Additional tips; turning in report

(updated 11am June 12) Where to turn in your paper: You may put it under the door of my office (room 1315, 3rd floor), or in my faculty mailbox. Submit the PDF version on TritonEd, in the TurnitIn link.

Improving the course:  I think I have approximately the right mix of topics in Big Data Analytics, but there are other areas that I would like to improve. For example, how can I better smooth the workload in the projects, to reduce the end-of-year crunch? Here is a BDA End-of-year questionaire that asks a series of questions about what I should change.

Thanks for taking the class – I certainly enjoy teaching it.  Enjoy graduation! Enjoy life after the university!

===========================

We are finished with formal classes, so I will post here some additional advice for your projects. Most of this is based on things I noticed either in interim reports or in the final presentations on June 6. It’s going to take a few days to write and edit all of these notes, so keep checking this page through Saturday.

Some of this advice was written with one specific project or team in mind, but all of it applies to multiple projects.

  1. Don’t use loops in R. Most computer languages make heavy use of FOR loops. R avoids almost all uses of loops, and it runs faster and is easier to write and debug without them. Here is an example of how to rewrite code without needing a loop, taken from one of this year’s projects. In some cases, R code that avoids loops will run 100x faster (literally). BDA18 Avoid loops in R
  2. Don’t use CSV data when working with large datasets. CSV  (Comma separated value) files have become a lingua franca for exchanging data among different computer languages and environments. For that purpose, they are decent. But they are very inefficient, in terms of both speed and using up memory. One team mentioned that they were running into memory limits, but the problem was most likely due to their keeping CSV files around! Solution: Use CSV files with read.csv to get data into R. But after that, store your data as R objects (dataframes or some other kind). If you want to store intermediate results in a file, create the object inside R, then use RStudio to save it as an R object. (File name ends in .Rdata.)  When you want it again, use RStudio File/Open File command to load it. No additional conversion will be needed.
    I will add something about this to the notes on Handling Big Data. Dealing with the “big” in Big Data.
  3. Fix unbalanced accuracy in confusion matrices. Yesterday, I noticed several confusion matrices with much higher accuracy for one case than the other. Reminder: We spent 1.5 classes on this topic, and there are multiple solutions. It’s usually due to having much more data of one type than the other. See:
    1. Week 8 assignments and notes
  4. Good graphics. Because graphics are a concise way to communicate, even with non-specialists, I recommend having at least one superb image in every report. (See BDA18 Writing your final report ). I will try to post some examples from your projects, with comments on how to make them even better. On Friday.
  5. Revised discussion on how to write a good final report. Writing your final report June 8

Sign up for Wed. presentations

The goal of your presentation is to astound and interest your classmates. (Educating them is nice, also.) So think in terms of an “elevator pitch” for your research. Someone who has zero idea what you have done, but does know about data mining. Show a few viewgraphs.

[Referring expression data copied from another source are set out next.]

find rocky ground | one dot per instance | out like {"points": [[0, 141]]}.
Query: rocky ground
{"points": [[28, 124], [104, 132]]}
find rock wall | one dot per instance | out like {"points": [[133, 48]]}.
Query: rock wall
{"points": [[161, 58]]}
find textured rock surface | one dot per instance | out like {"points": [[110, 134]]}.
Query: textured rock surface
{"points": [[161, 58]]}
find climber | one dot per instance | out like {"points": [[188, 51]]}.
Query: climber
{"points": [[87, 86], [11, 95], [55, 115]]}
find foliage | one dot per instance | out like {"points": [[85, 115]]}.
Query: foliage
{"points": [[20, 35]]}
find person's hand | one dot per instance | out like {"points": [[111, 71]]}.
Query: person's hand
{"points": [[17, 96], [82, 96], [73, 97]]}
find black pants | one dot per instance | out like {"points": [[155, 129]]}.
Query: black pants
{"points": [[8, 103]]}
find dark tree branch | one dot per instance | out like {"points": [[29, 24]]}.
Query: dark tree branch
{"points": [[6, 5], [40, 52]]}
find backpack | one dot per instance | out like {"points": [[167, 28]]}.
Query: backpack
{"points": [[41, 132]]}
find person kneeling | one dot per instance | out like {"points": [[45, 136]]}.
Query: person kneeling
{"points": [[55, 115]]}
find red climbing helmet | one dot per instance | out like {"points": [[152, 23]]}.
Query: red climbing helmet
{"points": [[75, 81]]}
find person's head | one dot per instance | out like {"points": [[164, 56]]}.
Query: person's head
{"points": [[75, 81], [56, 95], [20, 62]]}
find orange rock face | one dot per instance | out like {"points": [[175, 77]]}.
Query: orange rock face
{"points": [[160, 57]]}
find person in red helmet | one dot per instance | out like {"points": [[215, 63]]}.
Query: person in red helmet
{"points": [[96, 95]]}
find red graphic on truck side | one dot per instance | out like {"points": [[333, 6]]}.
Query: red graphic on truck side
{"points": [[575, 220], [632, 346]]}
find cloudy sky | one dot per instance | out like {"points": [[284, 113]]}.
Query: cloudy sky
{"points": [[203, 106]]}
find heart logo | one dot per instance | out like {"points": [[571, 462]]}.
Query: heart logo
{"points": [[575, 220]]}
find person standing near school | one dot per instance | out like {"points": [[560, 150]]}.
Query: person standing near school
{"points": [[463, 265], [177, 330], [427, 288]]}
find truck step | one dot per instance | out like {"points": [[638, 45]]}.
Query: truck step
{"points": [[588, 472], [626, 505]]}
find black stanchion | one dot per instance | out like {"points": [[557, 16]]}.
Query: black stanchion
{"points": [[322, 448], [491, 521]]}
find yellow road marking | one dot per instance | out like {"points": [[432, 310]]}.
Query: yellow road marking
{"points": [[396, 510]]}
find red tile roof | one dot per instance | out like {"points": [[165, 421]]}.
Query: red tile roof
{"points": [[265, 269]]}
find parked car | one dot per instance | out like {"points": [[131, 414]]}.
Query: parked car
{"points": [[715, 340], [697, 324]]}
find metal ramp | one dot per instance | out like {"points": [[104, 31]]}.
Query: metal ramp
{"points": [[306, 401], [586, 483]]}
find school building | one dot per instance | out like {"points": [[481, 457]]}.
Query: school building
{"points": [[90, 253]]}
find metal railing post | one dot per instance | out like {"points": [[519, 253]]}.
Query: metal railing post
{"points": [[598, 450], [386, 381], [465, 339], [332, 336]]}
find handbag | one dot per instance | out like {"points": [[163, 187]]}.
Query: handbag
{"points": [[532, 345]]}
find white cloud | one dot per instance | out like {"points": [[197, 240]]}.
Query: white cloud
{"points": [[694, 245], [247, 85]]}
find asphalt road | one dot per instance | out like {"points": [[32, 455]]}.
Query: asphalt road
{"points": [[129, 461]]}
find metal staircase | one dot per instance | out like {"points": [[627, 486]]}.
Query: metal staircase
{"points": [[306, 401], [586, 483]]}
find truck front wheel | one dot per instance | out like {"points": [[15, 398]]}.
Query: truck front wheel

I suggest being light on prose. Instead, show samples of the world you were investigating (e.g. real tweets), nice infographics about the problem or what you found, etc. This is practice for talking with an outside audience, and NOT for talking to academics.

Sign up for presentation sequence First come, first served, at https://doodle.com/poll/qyqwmfnaaf2ibaxw The times in this Doodle poll are wrong! Expect 5 minutes, so present 1 or 2 cool viewgraphs only.

Don’t forget guidance on final reports. It’s at https://bda2020.files.wordpress.com/2018/04/bda18-writing-your-final-report.pdf
It includes a rubric, checklist, etc. I am editing this document to make it more readable.

You can text me to ask about irregular office hours. Tonight (Monday) IFF anyone asks, and other times by arrangement. Be sure to tell me who you are. +1 858 381-2015

BDA 2018; final schedule(updated)

I have created a new list of resources, for specific projects types such as spatial analysis and Twitter analysis. It is the  heading on the Latest Handouts page at Special topics for individual papers. 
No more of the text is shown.